Case ID: f-appx_470/html/0646-01.html
Source: Caselaw Access Project
Author: {"author": "", "license": "Public Domain", "url": "https://static.case.law/"}
Date Created: 2024-08-24T03:29:51.129683

Hadji HYDARA, Petitioner, v. Eric H. HOLDER, Jr., Attorney General, Respondent.
    No. 09-72194.
    United States Court of Appeals, Ninth Circuit.
    Submitted Feb. 21, 2012.
    
    Filed March 5, 2012.
    Nicholas W. Marchi, Carney & Marchi, PS, Seattle, WA, for Petitioner.
    Jesse David Lorenz, Esquire, Oil, U.S. Department of Justice, Civil Division/Office of Immigration Litigation, Washington, DC, Ronald E. Lefevre, Office of the District Counsel Department of Homeland Security, San Francisco, CA, for Respondent.
    Before: FERNANDEZ, McKEOWN, and BYBEE, Circuit Judges.
    
      
       The panel unanimously concludes dais case is suitable for decision without oral argument. See Fed. R.App. P. 34(a)(2).
    
   MEMORANDUM

Hadji Hydara, a native and citizen of Sierra Leone, petitions for review of the Board of Immigration Appeals’ order dismissing his appeal from an immigration judge’s decision denying his application for asylum, withholding of removal, and protection under the Convention Against Torture (“CAT”). We have jurisdiction under 8 U.S.C. § 1252. We review for substantial evidence, Zamanov v. Holder, 649 F.3d 969, 973 (9th Cir.2011), and we deny the petition for review.
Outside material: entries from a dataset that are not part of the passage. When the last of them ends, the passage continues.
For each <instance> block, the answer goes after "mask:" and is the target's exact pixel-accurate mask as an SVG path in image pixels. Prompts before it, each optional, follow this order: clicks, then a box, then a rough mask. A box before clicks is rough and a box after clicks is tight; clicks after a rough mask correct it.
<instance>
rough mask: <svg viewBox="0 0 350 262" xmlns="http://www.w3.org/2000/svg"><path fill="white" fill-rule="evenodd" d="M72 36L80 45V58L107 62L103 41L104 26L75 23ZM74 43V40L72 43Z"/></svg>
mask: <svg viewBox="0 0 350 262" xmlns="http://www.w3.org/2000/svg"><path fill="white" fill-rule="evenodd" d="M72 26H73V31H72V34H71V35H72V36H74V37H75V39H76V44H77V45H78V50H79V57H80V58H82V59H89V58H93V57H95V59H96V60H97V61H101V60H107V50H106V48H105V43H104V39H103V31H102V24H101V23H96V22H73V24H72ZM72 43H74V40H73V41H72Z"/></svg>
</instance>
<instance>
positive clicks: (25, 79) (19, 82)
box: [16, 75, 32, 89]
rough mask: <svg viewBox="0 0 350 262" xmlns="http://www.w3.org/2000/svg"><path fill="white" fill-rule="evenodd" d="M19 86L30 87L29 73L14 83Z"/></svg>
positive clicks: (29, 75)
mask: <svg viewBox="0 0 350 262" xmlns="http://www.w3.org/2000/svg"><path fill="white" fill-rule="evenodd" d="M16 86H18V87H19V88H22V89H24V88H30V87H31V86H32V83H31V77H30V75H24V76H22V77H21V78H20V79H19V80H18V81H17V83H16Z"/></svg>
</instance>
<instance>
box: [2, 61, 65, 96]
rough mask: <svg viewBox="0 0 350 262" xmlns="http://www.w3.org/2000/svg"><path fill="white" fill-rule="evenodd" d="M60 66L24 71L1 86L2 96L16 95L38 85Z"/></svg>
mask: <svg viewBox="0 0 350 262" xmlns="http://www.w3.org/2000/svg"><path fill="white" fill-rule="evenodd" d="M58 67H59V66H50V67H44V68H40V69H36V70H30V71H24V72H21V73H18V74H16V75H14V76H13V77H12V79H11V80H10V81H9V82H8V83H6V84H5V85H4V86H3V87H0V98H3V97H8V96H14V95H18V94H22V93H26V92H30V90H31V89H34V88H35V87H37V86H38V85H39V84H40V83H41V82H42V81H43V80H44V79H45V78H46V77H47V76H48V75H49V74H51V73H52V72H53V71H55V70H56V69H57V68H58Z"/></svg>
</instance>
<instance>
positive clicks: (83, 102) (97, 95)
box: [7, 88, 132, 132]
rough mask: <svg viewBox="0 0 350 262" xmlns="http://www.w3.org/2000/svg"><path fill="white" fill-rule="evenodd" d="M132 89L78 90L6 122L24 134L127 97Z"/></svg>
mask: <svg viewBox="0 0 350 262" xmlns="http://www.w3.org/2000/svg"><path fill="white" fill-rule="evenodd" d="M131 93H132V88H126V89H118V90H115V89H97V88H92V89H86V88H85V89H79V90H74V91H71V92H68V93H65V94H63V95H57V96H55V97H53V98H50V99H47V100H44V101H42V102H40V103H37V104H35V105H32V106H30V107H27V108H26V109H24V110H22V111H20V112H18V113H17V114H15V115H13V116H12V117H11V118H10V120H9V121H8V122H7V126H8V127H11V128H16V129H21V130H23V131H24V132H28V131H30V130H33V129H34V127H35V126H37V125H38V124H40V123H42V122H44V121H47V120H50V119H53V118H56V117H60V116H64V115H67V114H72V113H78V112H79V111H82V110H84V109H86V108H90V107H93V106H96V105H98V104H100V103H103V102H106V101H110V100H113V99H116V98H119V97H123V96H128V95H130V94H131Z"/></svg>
Substantial evidence supports the agency’s adverse credibility determination based upon the omission from Hydara’s asylum application of any attack on himself, and on his differing accounts regarding the attack on his family. See id. (“Material alterations in the applicant’s account of persecution are sufficient to support an adverse credibility finding.”). The agency reasonably rejected Hydara’s explanations for the omission and inconsistencies. See Rivera v. Mukasey, 508 F.3d 1271, 1275 (9th Cir.2007). Accordingly, in the absence of credible testimony, Hydara’s asylum and withholding of removal claims fail. See Farah v. Ashcroft, 348 F.3d 1153, 1156 (9th Cir.2003).

Finally, because Hydara’s CAT claim is based on the same testimony found to be not credible, and he does not point to any other evidence that shows it is more likely than not that he will be tortured if returned to Sierra Leone, his CAT claim also fails. See id. at 1156-57.

PETITION FOR REVIEW DENIED. 
      
       This disposition is not appropriate for publication and is not precedent except as provided by 9th Cir. R. 36-3.